By Eric Sandler, MD, ASPHO Advocacy Committee Member and ASPHO Liaison to ACC
At a recent meeting of the Alliance for Childhood Cancer (Alliance), an umbrella organization of pediatric cancer stakeholders, one of the primary topics of discussion was the recent national shortage of vincristine. Such shortages of needed medications can result in delays in therapy or rationing of chemotherapy. Moreover, the shortages can have serious financial effects on institutions and families as well as create tremendous anxiety on the part of physicians, patients, their families, and consumer groups. The Alliance, Children’s Oncology Group, the FDA and Pfizer/Hospira worked to identify solutions and communicate with the cancer community. This vincristine shortage has reignited the debate regarding frequent drug shortages, effects on patient care and outcomes, root causes, and potential solutions. In the last ten years, there have been drug shortages in every aspect of our care of children with cancer, including chemotherapy, supportive care medications, and emergency care. In fact, over the past decade, 8 of the 10 most commonly used medications for childhood ALL have suffered such shortages. Most of these shortages have occurred in older drugs that have generic formulations (67%) and are sterile injectables (63%). These drugs usually have very low profit margins (especially in the US), making incentives to assure appropriate supplies limited. Root causes include lack of profitability, production in older manufacturing facilities, supply chain disruptions, regulatory burdens on the manufacturers, consolidation of suppliers and unforeseen increases in demand such as when one manufacturer stops production. The lack of acknowledgment of potential shortages creates even more issues, as it doesn’t allow for a proactive response to impending shortages. In 2018, the United States Congress asked the FDA to develop a task force to address these issues. Their report was published in October 2019 with the following recommendations:
- Improve understanding about the impact of drug shortages and the contracting practices that create them;
- Create better systems to incentivize drug manufacturers to invest in mature quality management systems; and
- Promote sustainable financial incentives to assure safe supplies of these important medications.
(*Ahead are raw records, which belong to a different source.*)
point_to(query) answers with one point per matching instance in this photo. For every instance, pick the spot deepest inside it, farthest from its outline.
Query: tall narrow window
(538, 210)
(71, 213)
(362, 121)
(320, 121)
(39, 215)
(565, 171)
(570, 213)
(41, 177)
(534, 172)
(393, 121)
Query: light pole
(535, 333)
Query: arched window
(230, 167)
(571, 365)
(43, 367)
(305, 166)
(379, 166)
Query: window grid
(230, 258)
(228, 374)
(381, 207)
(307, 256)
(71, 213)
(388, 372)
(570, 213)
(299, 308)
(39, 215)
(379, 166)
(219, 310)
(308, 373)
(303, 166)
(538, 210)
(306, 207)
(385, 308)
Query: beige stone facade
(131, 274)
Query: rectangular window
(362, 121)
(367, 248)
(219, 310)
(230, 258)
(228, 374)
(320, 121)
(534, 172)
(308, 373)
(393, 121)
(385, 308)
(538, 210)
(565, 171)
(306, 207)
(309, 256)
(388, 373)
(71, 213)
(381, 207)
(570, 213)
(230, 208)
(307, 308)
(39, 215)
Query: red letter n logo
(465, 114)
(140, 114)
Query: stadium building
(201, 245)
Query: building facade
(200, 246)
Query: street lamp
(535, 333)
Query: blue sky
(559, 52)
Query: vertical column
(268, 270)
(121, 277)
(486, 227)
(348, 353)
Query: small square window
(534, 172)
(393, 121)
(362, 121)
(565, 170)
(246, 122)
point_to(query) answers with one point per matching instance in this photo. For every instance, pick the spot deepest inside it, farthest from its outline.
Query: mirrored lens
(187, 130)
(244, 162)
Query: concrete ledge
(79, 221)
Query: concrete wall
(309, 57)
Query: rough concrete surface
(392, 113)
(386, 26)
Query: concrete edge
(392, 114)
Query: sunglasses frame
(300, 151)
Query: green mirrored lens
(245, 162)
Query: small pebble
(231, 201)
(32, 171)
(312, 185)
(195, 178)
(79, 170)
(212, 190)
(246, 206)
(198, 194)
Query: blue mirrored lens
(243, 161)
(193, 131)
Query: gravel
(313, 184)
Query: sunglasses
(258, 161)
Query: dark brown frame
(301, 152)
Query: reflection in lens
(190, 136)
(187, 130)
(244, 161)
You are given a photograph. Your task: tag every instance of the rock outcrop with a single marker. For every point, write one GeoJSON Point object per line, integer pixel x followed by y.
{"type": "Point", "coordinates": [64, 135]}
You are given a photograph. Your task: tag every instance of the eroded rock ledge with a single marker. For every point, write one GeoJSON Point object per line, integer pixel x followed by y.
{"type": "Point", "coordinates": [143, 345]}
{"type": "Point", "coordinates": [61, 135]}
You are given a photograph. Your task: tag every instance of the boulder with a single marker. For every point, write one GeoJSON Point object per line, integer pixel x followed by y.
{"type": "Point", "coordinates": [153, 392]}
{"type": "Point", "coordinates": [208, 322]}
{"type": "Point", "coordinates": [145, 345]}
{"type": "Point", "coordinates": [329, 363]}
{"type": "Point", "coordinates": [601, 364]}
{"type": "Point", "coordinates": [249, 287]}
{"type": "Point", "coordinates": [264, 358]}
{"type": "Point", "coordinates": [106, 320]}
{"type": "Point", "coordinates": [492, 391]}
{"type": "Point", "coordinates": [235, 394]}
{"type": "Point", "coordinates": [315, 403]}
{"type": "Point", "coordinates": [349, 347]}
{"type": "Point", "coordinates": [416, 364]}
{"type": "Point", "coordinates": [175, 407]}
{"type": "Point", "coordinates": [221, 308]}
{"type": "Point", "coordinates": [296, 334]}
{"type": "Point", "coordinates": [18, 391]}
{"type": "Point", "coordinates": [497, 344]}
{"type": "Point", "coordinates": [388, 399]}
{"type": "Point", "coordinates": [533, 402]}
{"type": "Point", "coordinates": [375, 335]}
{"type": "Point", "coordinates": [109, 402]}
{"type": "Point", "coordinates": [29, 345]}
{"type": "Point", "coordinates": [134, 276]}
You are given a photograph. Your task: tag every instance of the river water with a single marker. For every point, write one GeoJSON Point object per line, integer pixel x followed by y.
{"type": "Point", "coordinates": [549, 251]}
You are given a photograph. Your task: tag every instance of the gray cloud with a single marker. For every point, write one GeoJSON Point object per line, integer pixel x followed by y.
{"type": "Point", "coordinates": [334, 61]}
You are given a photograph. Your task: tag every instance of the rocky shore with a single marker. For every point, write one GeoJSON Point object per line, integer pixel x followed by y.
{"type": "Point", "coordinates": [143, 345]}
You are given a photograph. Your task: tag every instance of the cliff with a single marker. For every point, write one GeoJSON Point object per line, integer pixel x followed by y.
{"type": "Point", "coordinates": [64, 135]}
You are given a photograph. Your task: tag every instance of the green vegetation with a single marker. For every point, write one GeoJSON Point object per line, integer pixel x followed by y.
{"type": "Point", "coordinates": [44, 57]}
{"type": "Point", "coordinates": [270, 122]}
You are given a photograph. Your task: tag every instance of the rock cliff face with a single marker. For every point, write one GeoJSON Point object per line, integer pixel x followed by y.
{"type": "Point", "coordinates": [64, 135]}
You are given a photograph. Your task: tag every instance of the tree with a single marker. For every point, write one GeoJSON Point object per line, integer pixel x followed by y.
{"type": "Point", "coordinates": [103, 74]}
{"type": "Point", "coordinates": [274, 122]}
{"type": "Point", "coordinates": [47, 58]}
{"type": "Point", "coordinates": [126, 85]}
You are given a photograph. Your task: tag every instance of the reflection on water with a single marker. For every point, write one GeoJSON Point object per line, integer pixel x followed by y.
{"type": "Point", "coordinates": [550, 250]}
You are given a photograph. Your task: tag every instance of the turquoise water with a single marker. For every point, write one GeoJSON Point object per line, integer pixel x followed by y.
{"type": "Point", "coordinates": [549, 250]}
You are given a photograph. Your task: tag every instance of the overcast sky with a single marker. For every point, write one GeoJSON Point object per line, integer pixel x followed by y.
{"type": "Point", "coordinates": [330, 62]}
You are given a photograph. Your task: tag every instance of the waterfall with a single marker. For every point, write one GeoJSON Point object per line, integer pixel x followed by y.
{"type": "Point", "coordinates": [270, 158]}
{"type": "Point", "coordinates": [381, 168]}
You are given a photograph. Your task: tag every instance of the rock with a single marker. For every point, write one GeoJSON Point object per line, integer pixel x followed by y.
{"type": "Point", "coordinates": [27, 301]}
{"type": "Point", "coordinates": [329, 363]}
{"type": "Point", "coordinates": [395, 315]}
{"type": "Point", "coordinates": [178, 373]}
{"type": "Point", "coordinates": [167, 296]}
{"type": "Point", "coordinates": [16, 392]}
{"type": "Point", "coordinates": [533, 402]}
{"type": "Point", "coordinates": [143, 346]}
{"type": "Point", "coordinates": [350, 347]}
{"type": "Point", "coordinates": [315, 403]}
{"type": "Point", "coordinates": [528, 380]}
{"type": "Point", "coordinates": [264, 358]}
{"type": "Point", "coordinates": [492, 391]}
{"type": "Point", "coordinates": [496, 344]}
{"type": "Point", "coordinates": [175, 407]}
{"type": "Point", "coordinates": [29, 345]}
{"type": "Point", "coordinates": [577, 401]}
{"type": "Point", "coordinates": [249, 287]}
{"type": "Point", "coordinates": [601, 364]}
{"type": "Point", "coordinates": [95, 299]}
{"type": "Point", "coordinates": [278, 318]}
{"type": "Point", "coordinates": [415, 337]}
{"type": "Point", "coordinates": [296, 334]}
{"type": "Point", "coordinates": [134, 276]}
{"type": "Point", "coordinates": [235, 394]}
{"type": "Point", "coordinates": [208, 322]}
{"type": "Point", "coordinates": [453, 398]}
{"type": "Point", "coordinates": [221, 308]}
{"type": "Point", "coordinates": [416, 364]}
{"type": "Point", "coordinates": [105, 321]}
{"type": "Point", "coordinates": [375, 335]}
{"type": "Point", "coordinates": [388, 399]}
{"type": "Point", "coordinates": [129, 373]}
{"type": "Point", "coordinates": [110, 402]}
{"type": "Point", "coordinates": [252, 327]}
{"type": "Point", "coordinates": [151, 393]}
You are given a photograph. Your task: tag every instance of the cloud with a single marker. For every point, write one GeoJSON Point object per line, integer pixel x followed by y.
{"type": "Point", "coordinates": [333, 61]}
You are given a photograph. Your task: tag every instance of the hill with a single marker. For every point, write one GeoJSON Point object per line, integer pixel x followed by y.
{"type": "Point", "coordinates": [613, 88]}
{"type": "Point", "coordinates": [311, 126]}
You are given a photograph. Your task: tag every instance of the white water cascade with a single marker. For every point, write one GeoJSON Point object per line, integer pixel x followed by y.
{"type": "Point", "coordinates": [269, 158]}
Now is the time for increased advocacy efforts to develop comprehensive, long-lasting, and reasonable solutions to assure that these medications are available to all patients when they are needed. As a member of the Alliance, ASPHO and its Advocacy Committee will continue to work with all of its partners to advocate for these solutions.
The Creating Hope Reauthorization Act of 2019 incentivise pharmaceutical manufacturers to invest in drugs with indications for rare pediatric diseases. Through this program, the FDA has awarded vouchers for two pediatric cancer drugs, dinutuximab (for high risk neuroblastoma) and CAR T-cell therapy tisagenlecleucel (for relapsed acute lymphoblastic leukemia). These drugs offer hope for children with cancer. ASPHO has signed on in support of this legislation to permanently reauthorize this important program with other members of the Alliance for Childhood Cancer.
ASPHO participated in AAP’s Subspecialty Day of Action on Thursday, October 10, by using social media and encouraging members to contact their senators about the Investment in Tomorrow’s Pediatric Health Care Workforce Act (S. 2443). This important legislation would reauthorize the Pediatric Subspecialty Loan Repayment Program to provide needed loan repayment to pediatric subspecialists reducing burden and encouraging more pediatric specialists to practice in rural and underserved communities.